Recalling her childhood days, Kangana says, “I remember being protective and overprotected. I was very different from other children as a kid. While others would be playing, I would doze off under a tree. I was lost as a child and was always very quiet. Every child has a personality of their own and I was a bit different from the rest.” The actress who has a younger brother and elder sister was considered the rebellious child. “At the age of 14, after tenth grade, I demanded to go to Chandigarh and from a small school, I moved into a huge school with lots of people. For me, the campus was intimidating. I was a good student but I couldn’t cope up in this setup,” she admits and recounts how as a teenager, she was left in many do-or-die situations and it was her passion to succeed that eventually led her to toughen up.
But her heart was not in academics and after telling her parents about her disinterest in studies, she left for Delhi to begin her modelling career. “I couldn’t stay in the hostel where my father sent me and he could never empathise with me as he couldn’t understand that I was having trouble with studies. He became stern with me and during weekends, when children would call home, he wouldn’t take my calls and told my mother that I need to become tough,” she explains and adds that for each assignment, she was paid about Rs 7,000 to 8,000.

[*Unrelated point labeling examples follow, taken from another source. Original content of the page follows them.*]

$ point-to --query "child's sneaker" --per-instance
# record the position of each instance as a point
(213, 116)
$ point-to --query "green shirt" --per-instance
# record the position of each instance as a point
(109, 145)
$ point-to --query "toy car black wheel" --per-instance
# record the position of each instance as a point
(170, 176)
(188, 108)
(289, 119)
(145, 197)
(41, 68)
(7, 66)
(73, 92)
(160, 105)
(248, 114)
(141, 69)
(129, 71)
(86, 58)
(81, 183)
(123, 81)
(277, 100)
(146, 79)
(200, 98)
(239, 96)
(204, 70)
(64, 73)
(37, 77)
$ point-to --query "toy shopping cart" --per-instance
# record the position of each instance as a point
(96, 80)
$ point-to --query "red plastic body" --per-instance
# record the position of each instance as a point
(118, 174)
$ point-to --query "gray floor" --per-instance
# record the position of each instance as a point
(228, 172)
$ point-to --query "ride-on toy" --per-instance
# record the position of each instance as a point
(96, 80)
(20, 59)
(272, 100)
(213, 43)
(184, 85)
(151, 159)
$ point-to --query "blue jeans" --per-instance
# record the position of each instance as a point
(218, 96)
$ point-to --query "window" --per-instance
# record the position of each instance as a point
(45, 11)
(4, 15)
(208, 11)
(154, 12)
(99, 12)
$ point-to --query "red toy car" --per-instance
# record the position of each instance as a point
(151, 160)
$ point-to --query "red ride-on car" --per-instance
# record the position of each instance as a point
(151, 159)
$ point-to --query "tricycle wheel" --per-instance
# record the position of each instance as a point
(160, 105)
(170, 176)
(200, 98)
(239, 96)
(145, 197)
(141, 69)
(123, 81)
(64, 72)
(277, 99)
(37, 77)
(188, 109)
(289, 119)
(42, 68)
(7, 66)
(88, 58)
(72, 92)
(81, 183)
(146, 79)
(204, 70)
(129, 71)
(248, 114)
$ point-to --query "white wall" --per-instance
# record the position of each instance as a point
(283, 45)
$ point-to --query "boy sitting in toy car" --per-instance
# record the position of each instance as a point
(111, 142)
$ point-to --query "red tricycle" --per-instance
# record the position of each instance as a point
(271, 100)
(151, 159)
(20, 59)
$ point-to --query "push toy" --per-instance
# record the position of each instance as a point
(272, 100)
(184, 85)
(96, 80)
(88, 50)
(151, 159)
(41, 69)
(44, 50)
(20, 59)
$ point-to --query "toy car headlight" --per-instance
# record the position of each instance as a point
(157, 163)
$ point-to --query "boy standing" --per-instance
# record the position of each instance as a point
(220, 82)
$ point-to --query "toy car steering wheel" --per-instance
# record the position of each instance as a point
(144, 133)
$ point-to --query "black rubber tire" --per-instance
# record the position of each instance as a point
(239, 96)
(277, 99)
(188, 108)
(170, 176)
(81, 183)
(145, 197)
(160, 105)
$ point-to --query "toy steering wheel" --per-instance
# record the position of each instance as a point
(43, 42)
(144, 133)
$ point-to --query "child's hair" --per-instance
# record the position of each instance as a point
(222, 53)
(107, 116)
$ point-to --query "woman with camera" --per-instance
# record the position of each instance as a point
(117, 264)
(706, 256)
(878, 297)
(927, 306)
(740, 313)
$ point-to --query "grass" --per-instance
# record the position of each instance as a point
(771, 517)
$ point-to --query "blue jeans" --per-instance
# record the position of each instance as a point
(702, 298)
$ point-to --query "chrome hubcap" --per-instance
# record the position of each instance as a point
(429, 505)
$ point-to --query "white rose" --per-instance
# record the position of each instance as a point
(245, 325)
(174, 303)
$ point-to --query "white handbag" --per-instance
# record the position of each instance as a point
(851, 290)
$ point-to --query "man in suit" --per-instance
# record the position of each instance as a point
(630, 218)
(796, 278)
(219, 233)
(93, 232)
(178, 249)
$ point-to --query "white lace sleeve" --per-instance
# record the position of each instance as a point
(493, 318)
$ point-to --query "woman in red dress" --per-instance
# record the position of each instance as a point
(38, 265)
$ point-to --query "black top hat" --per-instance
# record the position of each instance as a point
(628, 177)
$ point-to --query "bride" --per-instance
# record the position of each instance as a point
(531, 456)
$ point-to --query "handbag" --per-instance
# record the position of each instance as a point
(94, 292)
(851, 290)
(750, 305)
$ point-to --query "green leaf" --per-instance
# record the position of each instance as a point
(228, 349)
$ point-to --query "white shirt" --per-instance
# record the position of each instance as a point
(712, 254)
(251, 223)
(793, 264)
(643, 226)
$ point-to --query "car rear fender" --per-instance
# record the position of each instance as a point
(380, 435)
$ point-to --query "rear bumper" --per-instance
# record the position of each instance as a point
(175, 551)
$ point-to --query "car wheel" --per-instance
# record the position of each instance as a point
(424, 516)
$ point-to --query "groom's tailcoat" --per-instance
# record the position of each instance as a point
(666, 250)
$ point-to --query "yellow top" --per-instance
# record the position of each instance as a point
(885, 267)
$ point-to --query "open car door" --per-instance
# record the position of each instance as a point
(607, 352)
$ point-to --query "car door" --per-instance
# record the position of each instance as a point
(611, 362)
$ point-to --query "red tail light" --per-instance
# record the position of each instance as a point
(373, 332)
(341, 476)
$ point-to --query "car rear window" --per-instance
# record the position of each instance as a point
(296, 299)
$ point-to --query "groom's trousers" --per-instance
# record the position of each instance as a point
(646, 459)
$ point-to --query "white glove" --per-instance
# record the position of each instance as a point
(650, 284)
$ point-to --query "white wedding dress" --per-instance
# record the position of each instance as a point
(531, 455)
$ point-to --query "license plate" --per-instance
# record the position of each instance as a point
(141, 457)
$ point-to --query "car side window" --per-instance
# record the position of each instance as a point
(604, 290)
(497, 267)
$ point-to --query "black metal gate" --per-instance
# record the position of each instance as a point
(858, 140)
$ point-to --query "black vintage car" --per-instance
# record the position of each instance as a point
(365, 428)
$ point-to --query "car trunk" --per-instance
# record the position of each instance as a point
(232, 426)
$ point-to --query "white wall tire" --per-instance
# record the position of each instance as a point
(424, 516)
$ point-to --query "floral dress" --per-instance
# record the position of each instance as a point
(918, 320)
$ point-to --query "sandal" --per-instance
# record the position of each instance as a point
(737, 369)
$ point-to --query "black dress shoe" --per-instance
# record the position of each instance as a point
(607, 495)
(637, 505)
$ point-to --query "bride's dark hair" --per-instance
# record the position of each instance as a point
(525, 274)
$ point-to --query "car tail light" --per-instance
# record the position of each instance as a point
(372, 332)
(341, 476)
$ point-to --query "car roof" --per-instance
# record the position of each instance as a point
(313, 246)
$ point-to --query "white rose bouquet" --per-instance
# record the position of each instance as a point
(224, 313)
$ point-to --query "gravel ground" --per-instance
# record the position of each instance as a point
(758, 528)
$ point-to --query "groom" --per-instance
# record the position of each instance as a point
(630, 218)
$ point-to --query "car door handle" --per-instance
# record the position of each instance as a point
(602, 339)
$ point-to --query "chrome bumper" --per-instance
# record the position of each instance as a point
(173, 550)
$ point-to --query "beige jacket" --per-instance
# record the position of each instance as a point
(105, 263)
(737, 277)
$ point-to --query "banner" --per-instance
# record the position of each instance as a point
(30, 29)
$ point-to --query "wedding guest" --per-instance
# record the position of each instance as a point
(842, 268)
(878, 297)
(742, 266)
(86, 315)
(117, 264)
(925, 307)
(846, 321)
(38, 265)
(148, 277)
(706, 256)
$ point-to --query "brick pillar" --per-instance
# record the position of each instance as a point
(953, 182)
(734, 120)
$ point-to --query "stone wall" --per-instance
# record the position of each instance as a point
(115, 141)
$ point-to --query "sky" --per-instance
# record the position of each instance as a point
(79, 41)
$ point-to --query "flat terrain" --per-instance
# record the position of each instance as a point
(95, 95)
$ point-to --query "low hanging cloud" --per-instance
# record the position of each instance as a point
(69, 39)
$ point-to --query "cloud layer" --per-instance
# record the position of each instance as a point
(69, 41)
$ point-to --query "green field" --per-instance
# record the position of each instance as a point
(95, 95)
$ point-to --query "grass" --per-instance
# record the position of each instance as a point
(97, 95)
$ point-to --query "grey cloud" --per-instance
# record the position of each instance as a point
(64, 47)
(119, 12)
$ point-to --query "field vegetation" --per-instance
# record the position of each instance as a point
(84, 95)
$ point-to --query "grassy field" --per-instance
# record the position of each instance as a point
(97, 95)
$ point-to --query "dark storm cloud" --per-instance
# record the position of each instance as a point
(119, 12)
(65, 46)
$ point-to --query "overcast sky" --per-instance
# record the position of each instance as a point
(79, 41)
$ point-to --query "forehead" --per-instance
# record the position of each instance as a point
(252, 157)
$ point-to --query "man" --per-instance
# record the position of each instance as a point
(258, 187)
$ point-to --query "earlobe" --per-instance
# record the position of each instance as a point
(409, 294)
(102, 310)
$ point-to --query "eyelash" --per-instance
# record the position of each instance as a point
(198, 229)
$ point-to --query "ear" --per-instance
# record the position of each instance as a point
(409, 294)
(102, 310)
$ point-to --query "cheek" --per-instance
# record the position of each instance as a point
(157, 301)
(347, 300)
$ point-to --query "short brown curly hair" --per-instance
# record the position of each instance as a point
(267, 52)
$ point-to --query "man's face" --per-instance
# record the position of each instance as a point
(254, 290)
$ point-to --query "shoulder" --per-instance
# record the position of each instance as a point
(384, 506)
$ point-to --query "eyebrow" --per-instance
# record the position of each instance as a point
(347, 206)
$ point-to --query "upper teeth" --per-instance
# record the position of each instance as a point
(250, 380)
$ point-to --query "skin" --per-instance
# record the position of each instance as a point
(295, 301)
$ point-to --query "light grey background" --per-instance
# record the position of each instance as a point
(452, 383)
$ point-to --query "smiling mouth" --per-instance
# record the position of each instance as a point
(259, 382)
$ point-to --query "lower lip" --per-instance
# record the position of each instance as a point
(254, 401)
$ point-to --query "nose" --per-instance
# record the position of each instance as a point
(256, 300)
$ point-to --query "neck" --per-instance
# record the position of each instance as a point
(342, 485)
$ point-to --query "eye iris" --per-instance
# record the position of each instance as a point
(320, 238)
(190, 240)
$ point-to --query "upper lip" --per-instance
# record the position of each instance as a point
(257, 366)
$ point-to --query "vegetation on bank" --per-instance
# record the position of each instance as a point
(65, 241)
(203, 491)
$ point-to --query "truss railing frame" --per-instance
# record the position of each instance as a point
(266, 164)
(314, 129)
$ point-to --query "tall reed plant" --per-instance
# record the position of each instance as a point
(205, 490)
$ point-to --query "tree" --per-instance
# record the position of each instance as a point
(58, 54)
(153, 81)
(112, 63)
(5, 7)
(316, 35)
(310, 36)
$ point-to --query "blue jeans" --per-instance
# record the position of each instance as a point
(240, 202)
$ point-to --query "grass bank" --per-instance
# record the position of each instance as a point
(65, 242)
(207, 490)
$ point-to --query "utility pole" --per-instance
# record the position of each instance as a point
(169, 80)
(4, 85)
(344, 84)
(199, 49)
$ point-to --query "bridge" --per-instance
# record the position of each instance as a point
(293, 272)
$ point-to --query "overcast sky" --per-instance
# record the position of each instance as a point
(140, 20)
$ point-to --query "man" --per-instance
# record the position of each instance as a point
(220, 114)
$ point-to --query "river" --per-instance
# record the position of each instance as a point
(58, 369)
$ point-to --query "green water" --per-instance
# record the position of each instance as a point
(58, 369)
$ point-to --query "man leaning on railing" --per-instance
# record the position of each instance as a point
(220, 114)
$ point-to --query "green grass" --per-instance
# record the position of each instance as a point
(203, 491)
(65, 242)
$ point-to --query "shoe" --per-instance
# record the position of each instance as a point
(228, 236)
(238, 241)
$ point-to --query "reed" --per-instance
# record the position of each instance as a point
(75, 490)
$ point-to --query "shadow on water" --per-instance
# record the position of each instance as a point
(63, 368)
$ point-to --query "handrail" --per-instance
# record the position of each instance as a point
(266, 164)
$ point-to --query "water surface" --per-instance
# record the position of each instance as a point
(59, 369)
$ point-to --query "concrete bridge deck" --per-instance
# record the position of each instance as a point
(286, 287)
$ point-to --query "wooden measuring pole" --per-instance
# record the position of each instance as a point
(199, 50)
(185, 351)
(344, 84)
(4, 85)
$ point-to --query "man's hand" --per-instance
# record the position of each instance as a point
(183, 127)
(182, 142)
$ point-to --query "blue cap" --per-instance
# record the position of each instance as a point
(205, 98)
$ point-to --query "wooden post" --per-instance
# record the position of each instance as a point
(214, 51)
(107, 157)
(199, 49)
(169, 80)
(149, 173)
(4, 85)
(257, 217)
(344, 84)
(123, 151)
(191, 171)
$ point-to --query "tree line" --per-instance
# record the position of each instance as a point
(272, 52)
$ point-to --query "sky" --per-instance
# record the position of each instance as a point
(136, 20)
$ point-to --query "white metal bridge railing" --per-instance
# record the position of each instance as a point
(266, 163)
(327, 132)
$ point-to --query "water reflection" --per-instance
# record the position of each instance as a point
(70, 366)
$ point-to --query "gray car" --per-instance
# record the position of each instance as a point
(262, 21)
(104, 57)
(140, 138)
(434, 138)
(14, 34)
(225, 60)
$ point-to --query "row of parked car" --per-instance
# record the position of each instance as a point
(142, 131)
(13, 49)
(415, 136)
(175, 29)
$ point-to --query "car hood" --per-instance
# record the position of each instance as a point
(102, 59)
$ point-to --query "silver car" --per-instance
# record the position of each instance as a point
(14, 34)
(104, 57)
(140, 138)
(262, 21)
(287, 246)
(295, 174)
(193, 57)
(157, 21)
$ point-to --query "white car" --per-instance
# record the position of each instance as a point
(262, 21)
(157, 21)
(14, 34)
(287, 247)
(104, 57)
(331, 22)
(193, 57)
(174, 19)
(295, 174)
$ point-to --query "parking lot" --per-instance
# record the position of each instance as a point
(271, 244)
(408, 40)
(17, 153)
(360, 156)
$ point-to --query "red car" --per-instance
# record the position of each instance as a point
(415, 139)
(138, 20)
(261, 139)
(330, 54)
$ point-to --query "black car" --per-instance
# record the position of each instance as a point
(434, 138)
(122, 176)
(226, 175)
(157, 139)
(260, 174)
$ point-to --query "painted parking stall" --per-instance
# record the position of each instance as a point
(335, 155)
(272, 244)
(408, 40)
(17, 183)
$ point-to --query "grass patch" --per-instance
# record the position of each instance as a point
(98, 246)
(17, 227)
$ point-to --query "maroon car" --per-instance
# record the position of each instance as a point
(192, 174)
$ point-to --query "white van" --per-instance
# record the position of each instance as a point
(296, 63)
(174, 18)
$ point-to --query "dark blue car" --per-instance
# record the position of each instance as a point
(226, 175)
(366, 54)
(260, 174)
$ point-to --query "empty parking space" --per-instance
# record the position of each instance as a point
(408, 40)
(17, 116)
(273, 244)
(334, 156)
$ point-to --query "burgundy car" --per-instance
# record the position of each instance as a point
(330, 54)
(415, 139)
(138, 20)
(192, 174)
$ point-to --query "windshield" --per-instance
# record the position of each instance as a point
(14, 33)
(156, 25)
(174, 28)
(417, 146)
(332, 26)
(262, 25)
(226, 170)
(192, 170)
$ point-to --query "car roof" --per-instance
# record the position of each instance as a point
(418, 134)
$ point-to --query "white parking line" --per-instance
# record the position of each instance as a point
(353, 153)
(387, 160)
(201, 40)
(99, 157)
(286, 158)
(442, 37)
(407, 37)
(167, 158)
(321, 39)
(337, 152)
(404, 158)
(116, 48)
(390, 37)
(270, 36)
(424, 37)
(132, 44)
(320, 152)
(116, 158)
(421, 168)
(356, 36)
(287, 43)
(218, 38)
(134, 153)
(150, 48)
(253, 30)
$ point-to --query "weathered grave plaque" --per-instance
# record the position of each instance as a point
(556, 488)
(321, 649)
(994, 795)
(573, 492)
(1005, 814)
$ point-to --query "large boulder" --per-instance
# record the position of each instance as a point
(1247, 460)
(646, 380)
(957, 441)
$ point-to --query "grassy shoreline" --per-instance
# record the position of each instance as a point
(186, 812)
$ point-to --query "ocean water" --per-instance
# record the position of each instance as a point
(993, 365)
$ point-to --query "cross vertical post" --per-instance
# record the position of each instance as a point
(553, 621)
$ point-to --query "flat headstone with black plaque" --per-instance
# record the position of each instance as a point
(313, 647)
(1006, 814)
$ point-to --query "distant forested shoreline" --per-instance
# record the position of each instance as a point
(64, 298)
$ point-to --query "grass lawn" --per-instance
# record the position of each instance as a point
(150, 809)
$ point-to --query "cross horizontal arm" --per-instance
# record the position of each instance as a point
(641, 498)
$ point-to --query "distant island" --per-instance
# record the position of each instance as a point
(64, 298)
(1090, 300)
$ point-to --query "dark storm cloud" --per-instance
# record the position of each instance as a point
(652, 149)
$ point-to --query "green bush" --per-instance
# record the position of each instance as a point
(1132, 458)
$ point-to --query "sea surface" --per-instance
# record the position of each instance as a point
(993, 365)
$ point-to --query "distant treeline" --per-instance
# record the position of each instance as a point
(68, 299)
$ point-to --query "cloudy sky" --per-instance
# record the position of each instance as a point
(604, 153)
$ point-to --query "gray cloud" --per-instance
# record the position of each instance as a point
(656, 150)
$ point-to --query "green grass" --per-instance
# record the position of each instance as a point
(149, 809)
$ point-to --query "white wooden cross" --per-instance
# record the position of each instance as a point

But modelling didn’t work out too well for Kangana and she then joined an acting workshop, which made her realise the true meaning of acting and theatre. That was a turning point in her life and she started to believe in herself. “If your intention is right in your heart, you will never fall flat on your face. I am a very straightforward person and say whatever I believe in,” she quotes. Talking about her professional life that has seen a more than a fair share of ups and downs, she reveals, “I feel my professional life is like walking on a thin rope. Politicians, actors and all those who are in the limelight, face a lot of criticism, at times. I feel I have faced a lot of challenges in the last few years where my films weren’t doing so well and a few people filed cases against me. I felt cornered when I had my accident while fighting (in a scene of a film). I had 18 stitches on my forehead and six people attacking me simultaneously in the media.”
But the feisty actress doesn’t believe in lying low or feeling cornered. “Everyone goes through a low phase at some point of time or the other but I don’t get depressed during a low phase. I keep myself happy and worry about my career but not too much. I have a closely-knit group of friends and family with whom I spend time and feel happy. My heart and soul were in for Manikarnika as this story belongs to each one of us. It is not like Rani Laxmibai was my relative; she belongs to each one of us. Whatever we are today is because of those who fought and sacrificed their lives. Yes, crossing the 100-crore mark does say that the film is a success. I didn’t charge a single penny to direct the movie. I was completely devoted to it and it was like a seva for me. People love it and are overwhelmed after being connected to the legacy. Though some people are being obnoxious and ganging up against me in the industry,” she says.
The actor who spent a considerable amount of time in Delhi finds the city to be “lovely and unlike Mumbai”. “I have met horrible people in Mumbai and still meet the most obnoxious people who are different from the rest of the world. I have lived in many places but Mumbai is a completely different place altogether. Mumbai has been a place where I have had extreme situations,” she says.